Send in the drones. Few grasp the significance of drone warfare. We don't see them. Our people don't get killed. We rarely know who does get killed and when, infrequently, we hear anything about it at all it's the announcement of some terrorist leader expunged from the face of the earth.
What we don't understand is that drone warfare has also ushered in an era of permanent warfare of an entirely different paradigm, utterly alien to our notions and laws of war sculpted over the past several centuries. We cannot foresee the scope, range and geopolitical fallout that drone warfare will bring to the world stage.
The Royal Institute or Chatham House has published a couple of insightful evaluations of the risks and benefits of drone warfare including Michael Boyle's detailed examination, that conclude drone warfare isn't particularly effective, incites retaliation or "blowback" attacks, and will lead to new and highly unstable arms races.

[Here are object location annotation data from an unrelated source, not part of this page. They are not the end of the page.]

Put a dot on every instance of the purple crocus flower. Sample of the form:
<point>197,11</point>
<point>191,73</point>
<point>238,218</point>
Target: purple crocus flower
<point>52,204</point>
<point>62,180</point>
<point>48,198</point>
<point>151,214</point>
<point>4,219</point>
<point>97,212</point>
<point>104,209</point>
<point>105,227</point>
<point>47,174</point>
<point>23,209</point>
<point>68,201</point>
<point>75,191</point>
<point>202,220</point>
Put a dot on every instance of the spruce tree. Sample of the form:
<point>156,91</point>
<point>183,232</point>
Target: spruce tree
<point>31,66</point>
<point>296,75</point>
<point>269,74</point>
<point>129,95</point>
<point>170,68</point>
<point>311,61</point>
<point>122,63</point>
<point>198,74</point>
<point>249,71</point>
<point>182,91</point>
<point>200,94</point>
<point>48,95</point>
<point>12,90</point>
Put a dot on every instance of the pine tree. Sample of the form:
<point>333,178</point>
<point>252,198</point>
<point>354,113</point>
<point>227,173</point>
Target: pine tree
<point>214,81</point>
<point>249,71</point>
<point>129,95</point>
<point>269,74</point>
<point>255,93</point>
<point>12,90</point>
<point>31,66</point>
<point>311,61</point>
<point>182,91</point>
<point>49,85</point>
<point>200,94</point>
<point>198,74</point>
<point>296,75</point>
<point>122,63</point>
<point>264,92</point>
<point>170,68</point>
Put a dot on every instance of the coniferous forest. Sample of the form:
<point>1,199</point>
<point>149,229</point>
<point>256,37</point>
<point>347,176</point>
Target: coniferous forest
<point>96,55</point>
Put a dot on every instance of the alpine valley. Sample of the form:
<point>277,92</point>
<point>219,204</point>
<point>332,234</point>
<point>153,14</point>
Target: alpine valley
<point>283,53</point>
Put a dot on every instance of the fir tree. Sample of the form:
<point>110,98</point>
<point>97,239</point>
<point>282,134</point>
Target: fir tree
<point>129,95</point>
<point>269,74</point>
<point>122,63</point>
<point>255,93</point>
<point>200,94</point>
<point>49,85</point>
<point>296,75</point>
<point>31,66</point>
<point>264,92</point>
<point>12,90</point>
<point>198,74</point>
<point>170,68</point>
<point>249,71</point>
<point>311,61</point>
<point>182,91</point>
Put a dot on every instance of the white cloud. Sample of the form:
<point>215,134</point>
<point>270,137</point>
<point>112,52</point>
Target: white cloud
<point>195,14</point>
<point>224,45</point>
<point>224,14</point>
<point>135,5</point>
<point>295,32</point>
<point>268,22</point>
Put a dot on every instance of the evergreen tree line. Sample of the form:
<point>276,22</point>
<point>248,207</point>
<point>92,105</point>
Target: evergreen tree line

Across Asia, nations are rushing to "drone up." China is deploying its own drones that look remarkably similar to U.S. designs. South Korea and Japan are placing orders for the latest and greatest American drone technology. India is said to be developing its own arsenal of UCAVs or Unmanned Combat Air Vehicles. France and Britain are developing stealth UCAVs. It's even been speculated that war between China and Japan over contested islands could begin with an air-to-air drone exchange.
For the West, and particularly Obama, drone warfare is a dandy way of dragging out wars that are already lost. They're bloodless for the home team and only look like murder to those on the receiving end.
It's this same lack of accountability, lack of transparency and apparent immunity to consequences that can lull nations into complacency and dangerously lower the threshold of drone warfare sparking a much greater, direct and perhaps even unforeseen conflict.
4 comments:
It's not really that different. Thus far at least, a drone is a bomber with a relatively long hang time but low payload and fewer missions per week. They're deployed against countries that can't shoot down bombers anyway. And the latest generation ones are, honest to God, more expensive than A-10s and have much higher support needs.
And the tactical vs strategic implications are similar: They're useful tactically if you have some idea what you want to target, but if you rely on them extensively you probably have little idea what you want to target. Strategically, if used against an insurgency any gains from killing insurgents tend to be more than overbalanced by the inevitable "Everyone hates you because you're bombing them" thing. It's not really so different from Vietnam, just slower and lower intensity. Win battles, lose the war.
Not that the arms contractors care in the short term. They don't really care if the war is won as long as they sell more weapons systems. Of course an empire that can't fight well will eventually go down; this kind of policy against national interests for the sake of private gain is called "decadence" and it regularly leads to downfalls.
PLG, you should take the time to read Boyle's report and a couple of other recent analyses of the impacts and risks of drone warfare.
Americans buy guns aplenty. Rich have their own airplanes. What if a citizen acquires a drone? What may follow?
Drone technology is available to the public and for as little as $300. There's one called, I believe, Parrot AR, that can be controlled from an iPhone, iPad or Android tablet at what would be considered tactically significant ranges. It comes complete with an onboard, full HD video camera.
In Afghanistan U.S. forces are deploying a variety of hand-launched mini-drones, either remote controlled or pre-programmed that look for a specific "target" profile and then dive to attack. Those that can't find anything to attack simply dive and explode.
Some of those are bound to be duds and fall into enemy hands. They'll be easily copied, probably even improved, and then made available as very cheap weapons for terrorists. It was one of the stupidiest ideas the Americans have come up with in the past decade.